CHAPTER IV

FOOD PREPARATION, THE PRINCIPLES AND
TECHNIQUE

The principles of cooking.—In science the word “principle” ordinarily means a formulation of some general or constant mode of behavior—a generalization based on many observations of fact. In cookery the word is used in the same sense; for example, one may say that an important principle to bear in mind when cooking with any fat is that the fats may be melted without decomposition, but when too strongly heated they begin to decompose with the production of acrid and irritating products. Sometimes, however, we speak of “principles of cookery” in a broader and somewhat less exact sense to indicate the general purposes of cooking operations, as when we say that the most important principle of vegetable cookery is to soften the fiber without destroying the flavor or dissolving away the ash constituents of the vegetable.

That is, the change either chemical or physical that takes place in a certain foodstuff by the application of heat or cold or by the use of a fermentation process may be referred to as the underlying, working principle.
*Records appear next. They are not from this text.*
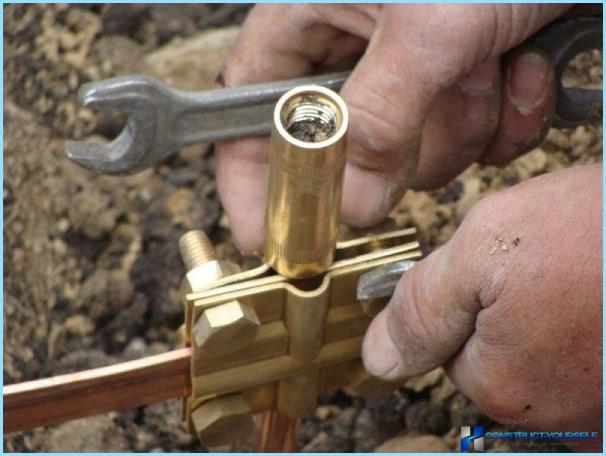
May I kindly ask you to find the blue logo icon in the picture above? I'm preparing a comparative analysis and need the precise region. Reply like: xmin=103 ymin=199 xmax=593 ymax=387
xmin=461 ymin=425 xmax=484 ymax=453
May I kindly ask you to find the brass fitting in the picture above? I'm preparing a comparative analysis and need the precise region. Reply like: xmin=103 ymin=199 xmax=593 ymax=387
xmin=265 ymin=85 xmax=348 ymax=278
xmin=179 ymin=230 xmax=260 ymax=355
xmin=191 ymin=394 xmax=254 ymax=447
xmin=179 ymin=230 xmax=240 ymax=294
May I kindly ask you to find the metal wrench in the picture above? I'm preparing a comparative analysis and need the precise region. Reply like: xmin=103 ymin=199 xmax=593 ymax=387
xmin=65 ymin=17 xmax=602 ymax=174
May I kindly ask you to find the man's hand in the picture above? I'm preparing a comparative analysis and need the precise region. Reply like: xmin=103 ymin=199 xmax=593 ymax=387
xmin=217 ymin=4 xmax=568 ymax=252
xmin=363 ymin=165 xmax=602 ymax=438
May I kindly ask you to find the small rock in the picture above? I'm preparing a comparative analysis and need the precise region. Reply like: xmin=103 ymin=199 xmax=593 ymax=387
xmin=366 ymin=391 xmax=409 ymax=440
xmin=450 ymin=393 xmax=489 ymax=429
xmin=404 ymin=367 xmax=445 ymax=393
xmin=46 ymin=415 xmax=129 ymax=453
xmin=352 ymin=409 xmax=379 ymax=453
xmin=122 ymin=337 xmax=147 ymax=361
xmin=431 ymin=376 xmax=457 ymax=405
xmin=405 ymin=400 xmax=448 ymax=434
xmin=375 ymin=435 xmax=452 ymax=453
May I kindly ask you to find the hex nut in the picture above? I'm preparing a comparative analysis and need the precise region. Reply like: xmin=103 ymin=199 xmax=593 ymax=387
xmin=359 ymin=298 xmax=389 ymax=317
xmin=192 ymin=301 xmax=261 ymax=356
xmin=191 ymin=394 xmax=254 ymax=447
xmin=181 ymin=260 xmax=241 ymax=295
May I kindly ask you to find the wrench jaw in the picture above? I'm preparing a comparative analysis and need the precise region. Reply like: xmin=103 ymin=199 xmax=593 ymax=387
xmin=65 ymin=76 xmax=179 ymax=174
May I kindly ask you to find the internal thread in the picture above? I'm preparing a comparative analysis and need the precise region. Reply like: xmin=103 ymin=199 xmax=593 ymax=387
xmin=179 ymin=230 xmax=216 ymax=271
xmin=284 ymin=100 xmax=337 ymax=142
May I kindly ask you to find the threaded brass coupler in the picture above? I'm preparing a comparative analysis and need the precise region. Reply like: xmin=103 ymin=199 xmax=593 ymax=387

We shall study in detail these changes as we experiment with and prepare each food material, but a general statement of the effect of heat on various foodstuffs will be helpful here.

Protein.—There are several forms of protein, with differences that we can understand only after a thorough study of chemistry. The most important proteins in meat, fish,

eggs, milk, old beans and peas coagulate, or become slightly harder or firmer at a temperature below the boiling point of water. We shall perform an experiment to show this while studying the egg. There is no marked chemical change; that is, the protein is not changed to another substance.

Fats.—Solid fats are liquefied by heat, and freed from the tissue that contains them in animal fats like suet.

When a fat begins to smoke with heat, a chemical change is taking place. If intense heat is continued, all the hydrogen and oxygen are driven off and pure carbon remains. When the fat is “brown,” giving the flavor we like, a part of the oxygen and hydrogen have been driven off. The “boiling” of fat in a kettle is ordinarily due to the boiling of the water contained in the fat.